The terminology I have used is not an accepted standard; for example,
the name machine epsilon is sometimes given to the quantity in (2).
My definition of unit roundoff is as in Golub and Van Loan's book
`Matrix Computations' [1] and is widely used.  I chose the notation eps
in (1) because it conforms with MATLAB, in which the permanent
variable eps is the machine epsilon.  [Ed. note: Well, not quite. 
See my comments below.  --Cleve]

The purpose of this note is to point out that it is not necessarily the
case that mu = eps, or that mu = u, as is sometimes claimed in the
literature, and that, moreover, the precise value of mu is difficult to
predict.

It is helpful to consider binary arithmetic with t = 3.  Using binary
notation we have

         1 + u = 1.00 + .001 = 1.001,

which is exactly half way between the adjacent floating point numbers
1.00 and 1.01.  Thus fl(1 + u) = 1.01 if we round away from zero when
there is a tie, while fl(1 + u) = 1.00 if we round to an even last
digit on a tie.  It follows that mu <= u with round away from zero (and
it is easy to see that mu = u), whereas mu > u for round to even.
I believe that round away from zero used to be the more common choice
in computer arithmetic, and this may explain why some authors define
or characterize u as in (2).  However, the widely used IEEE standard
754 binary arithmetic uses round to even.

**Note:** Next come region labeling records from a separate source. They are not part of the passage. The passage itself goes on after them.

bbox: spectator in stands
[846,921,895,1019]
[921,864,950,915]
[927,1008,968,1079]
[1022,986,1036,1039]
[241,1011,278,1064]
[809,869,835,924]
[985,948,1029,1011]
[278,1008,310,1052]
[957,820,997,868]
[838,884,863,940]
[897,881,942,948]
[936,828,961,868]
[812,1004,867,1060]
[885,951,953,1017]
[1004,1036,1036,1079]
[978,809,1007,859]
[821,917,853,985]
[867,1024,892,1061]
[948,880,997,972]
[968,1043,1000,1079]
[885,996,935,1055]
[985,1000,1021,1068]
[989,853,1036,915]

So far, then it is clear that the way in which ties are resolved
in rounding affects the value of mu.  Let us now try to determine the
value of mu with round to even.  A little thought may lead one to
suspect that mu <= u(1+eps).  For in the b = 2, t = 3 case we have

          x = u*(1+eps) = .001*(1+.01) = .00101

     =>   fl(1 + x) = fl( 1.00101 ) = 1.01,

assuming ``perfect rounding''.    I reasoned this way, and decided to
check this putative value of mu in 386-MATLAB on my PC.
MATLAB uses IEEE standard 754 binary arithmetic, which has t = 53
(taking into account the implicit leading bit of 1).  Here is what I
found:

     >> format compact; format hex
     >> x = 2^(-53)*(1+2^(-52)); y = [1+x 1 x]
     y =
        3ff0000000000000   3ff0000000000000   3ca0000000000001

     >> x = 2^(-53)*(1+2^(-11)); y = [1+x 1 x]
     y =
        3ff0000000000000   3ff0000000000000   3ca0020000000000

     >> x = 2^(-53)*(1+2^(-10)); y = [1+x 1 x]
     y =
        3ff0000000000001   3ff0000000000000   3ca0040000000000

Thus the guess is wrong, and it appears that mu = u*(1+2^(42)*eps)
in this environment!   What is the explanation?

The answer is that we are seeing the effect of ``double-rounding'', a
phenomenon that I learned about from an article by Cleve Moler [2].
The Intel floating-point chips used on PCs implement internally the
optional extended precision arithmetic described in the IEEE standard,
with 64 bits in the mantissa [3].  What appears to be happening in the
example above is that `1+x' is first rounded to 64 bits; if
x = u*(1+2^(-i)) and i > 10 then the least significant bit is lost in
this rounding.  The extended precision number is now rounded to 53 bit
precision; but when i > 10  there is a rounding tie (since we have
lost the original least significant bit) which is resolved to 1.0,
which has an even last bit.

The interesting fact, then, is that the value of mu can vary even
between machines that implement IEEE standard arithmetic.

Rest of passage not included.